For now, it seems as though the pound has been relishing the festive break and the respite it has received from the absence of Brexit negotiations. This has been reflected in Sterling’s value against its counterparts, having remained within the range of 1.1243 and 1.1321 against the Euro this week and 1.3345 to 1.3454 against the US Dollar. Last week’s mortgage approval data release, as expected, did little to excite the currency markets and so attention now turns to 2018 and what could influence the Pound as we move into the New Year.
Brexit negotiations and trade talks progress
The most obvious mover of Sterling exchange rates is likely to be the ongoing negotiations between the UK and the EU following the UK’s decision to leave back in June 2016. At present the problems appear to be on the UK’s side, as Prime Minister Theresa May has had to battle hard to keep some of her unruly cabinet members on the same page. Although it’s hard to judge what direction the Pound will head in in 2018, one thing is certain, the Pound is likely to remain hyper-sensitive to any Brexit developments, so I expect to see some sharp movements as we receive news on progress.

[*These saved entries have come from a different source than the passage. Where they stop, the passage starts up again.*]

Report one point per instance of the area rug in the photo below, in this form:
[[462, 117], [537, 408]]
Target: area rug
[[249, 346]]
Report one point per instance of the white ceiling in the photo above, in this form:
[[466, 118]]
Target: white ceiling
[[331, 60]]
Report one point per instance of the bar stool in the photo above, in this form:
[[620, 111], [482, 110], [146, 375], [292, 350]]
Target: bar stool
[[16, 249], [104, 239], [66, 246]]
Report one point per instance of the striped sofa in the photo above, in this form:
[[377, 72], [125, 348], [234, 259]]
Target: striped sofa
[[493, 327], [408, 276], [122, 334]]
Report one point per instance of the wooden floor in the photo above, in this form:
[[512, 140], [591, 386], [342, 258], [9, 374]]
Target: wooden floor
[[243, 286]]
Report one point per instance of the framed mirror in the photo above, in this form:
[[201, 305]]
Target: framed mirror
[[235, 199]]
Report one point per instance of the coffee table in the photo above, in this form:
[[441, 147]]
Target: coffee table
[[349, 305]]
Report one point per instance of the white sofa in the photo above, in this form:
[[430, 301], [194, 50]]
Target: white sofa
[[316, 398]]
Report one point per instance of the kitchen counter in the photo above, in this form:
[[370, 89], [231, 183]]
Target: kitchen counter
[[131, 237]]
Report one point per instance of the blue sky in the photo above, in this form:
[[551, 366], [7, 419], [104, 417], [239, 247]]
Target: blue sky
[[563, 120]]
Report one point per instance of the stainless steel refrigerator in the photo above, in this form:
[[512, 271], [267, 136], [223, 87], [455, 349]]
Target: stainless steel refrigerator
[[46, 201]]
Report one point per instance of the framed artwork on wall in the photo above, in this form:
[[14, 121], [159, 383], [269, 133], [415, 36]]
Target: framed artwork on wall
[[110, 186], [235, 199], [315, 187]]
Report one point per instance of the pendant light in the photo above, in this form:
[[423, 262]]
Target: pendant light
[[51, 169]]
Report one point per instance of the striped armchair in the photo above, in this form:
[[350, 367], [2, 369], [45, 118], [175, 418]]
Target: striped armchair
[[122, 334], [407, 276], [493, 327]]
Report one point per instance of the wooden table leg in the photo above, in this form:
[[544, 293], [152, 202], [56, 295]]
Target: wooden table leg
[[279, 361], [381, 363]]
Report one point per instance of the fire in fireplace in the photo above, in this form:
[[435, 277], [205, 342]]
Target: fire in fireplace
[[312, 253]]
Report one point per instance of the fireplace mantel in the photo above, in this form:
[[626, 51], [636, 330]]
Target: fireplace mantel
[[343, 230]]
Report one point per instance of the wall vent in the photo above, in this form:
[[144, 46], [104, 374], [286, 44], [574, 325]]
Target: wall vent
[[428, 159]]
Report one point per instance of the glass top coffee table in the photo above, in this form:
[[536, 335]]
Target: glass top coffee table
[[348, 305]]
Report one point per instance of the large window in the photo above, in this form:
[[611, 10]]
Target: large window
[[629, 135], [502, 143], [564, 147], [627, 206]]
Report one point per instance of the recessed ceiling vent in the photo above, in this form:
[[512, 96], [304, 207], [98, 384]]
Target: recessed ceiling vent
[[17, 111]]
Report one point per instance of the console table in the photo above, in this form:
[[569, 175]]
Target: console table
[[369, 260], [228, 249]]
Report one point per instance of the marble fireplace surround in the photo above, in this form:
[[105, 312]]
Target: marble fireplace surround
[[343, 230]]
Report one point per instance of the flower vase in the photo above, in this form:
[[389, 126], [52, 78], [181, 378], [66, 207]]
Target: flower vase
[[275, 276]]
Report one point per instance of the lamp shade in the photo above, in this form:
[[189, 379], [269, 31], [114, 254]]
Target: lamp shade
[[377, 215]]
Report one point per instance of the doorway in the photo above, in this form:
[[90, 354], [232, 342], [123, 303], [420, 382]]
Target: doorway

Economic data and Interest rates
Inflation in the UK has recently hit a six-year high last year, pushing the rate up to 3.1%, which has forced the Governor of the Bank of England Mark Carney to write a letter to the Chancellor of the Exchequer, Phillip Hammond outlining what fiscal and monetary approaches could be used to combat high inflation. As a result, many banks such as Lloyds are predicting an interest rate hike from the Bank of England sometime around August or during Q3 of 2018. The markets often move on rumor, therefore the more likely this looks as we approach August the more Sterling is likely strengthen.